President Rafael Correa, who was first elected in 2007, made improving the lives of Ecuador’s poor his central theme, with the belief that: “Socioeconomic poverty will be fundamentally solved through changes in the relations of power […] through political processes.”
Before eradicating poverty, however, it must be measured properly. To this end, Ecuador uses a multidimensional index. Most countries and organizations rely solely on income or consumption rates to define a poverty line but Ecuador’s index covers four areas: education, work, health (including access to food and water) and housing. Using this rate, 51.5 percent of Ecuadoreans were poor in December of 2009 compared to 35 percent in 2015.
The World Bank also lauds President Correa for his efforts. They report that from 2006 to 2014, poverty, as measured by income, was reduced from 37.5 to 22.5 percent; extreme poverty was also reduced from 16.9 to 7.7 percent.
Furthermore, they report that Ecuador’s Gini coefficient of inequality was reduced from 54 to 48.7 over the same period. This happened because the poorest Ecuadoreans experienced the fastest wage gains. From 2000 to 2011, the incomes of the lowest 40 percent grew by 8.8 percent compared to a national average of 5.8 percent.
Ecuador’s success can be largely attributed to economic factors and smart decision making. In 2000, they adopted the dollar as their national currency, ending the wild bouts of inflation that could destroy a poor family’s life savings in the blink of an eye.
Then, in 2007, the government set a minimum wage and improved its social security. As labor shifted into more diversified, higher paying sectors, incomes rose for many of Ecuador’s poorest. The minimum wage guaranteed a certain standard of living for employed people, raising wages for many in the agricultural sector.

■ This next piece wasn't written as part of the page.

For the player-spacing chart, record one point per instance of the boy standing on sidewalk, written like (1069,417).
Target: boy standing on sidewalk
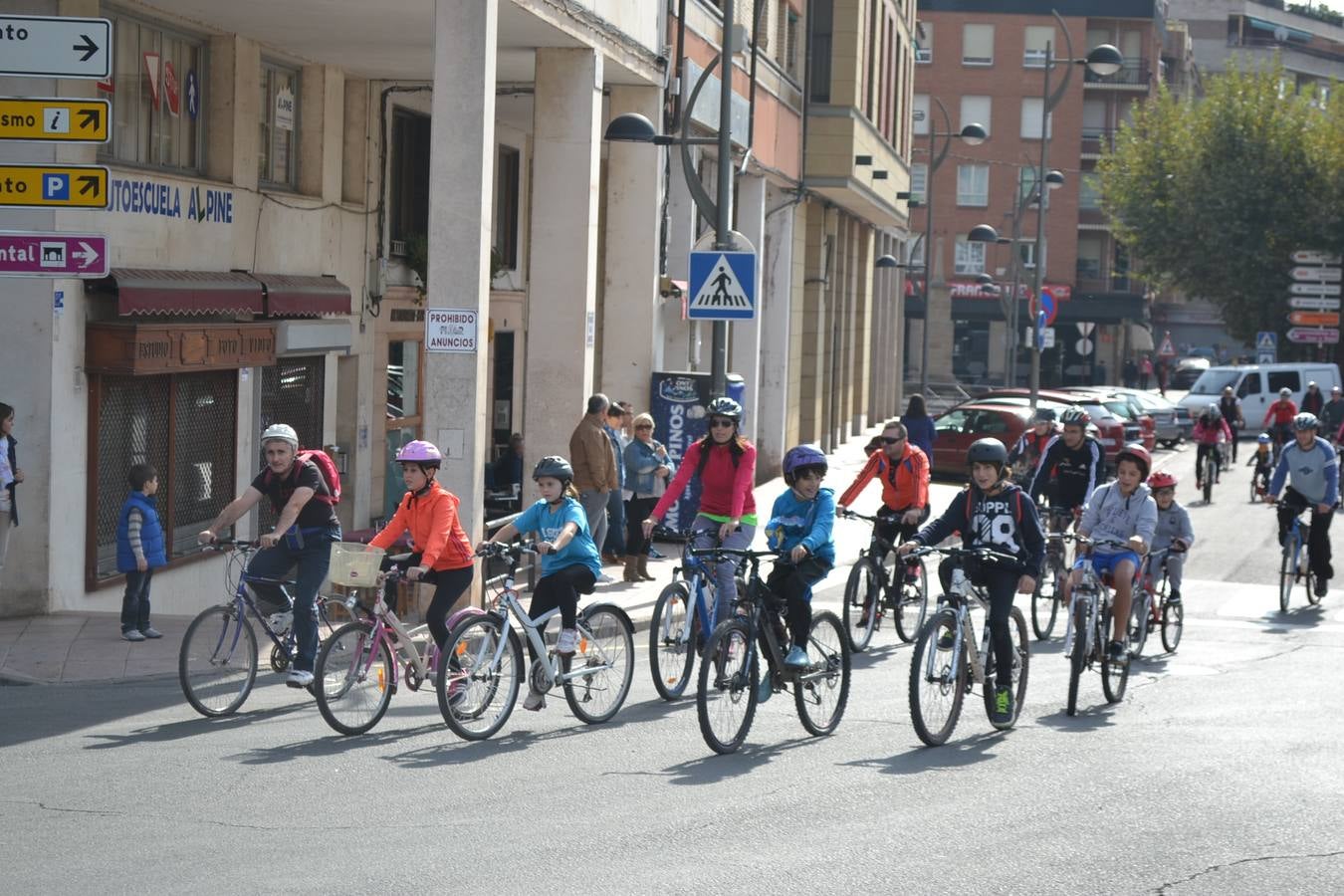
(140,549)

Next, Correa’s government focused on redistribution. High oil prices throughout the 2000s helped keep export dollars flowing and the government signed contracts giving itself more revenue. This money was spent on health, education and establishing government services in rural communities, significantly benefitting the poor. As a whole, government spending increased from 4.7 percent of GDP when Correa took over in 2007 to 8.3 percent of GDP in 2012.
As Ecuador’s economic situation improved, so too did the welfare of its people. Children received better nutrition, household consumption increased and more families sent their children to school instead of to the field. Domestic demand also increased, leading to new service jobs in a country where, 20 years earlier, they largely did not exist.
In 2016, Ecuador faces a number of challenges. Falling oil prices, a weak Chinese economy and an overreliance on exports mean that Ecuadoreans will have trouble in the near future. Yet their success in poverty reduction through smart development and redistribution cannot be denied. Ending extreme poverty will not happen overnight but through strong leadership, dedication and a national effort, Ecuador has made great strides.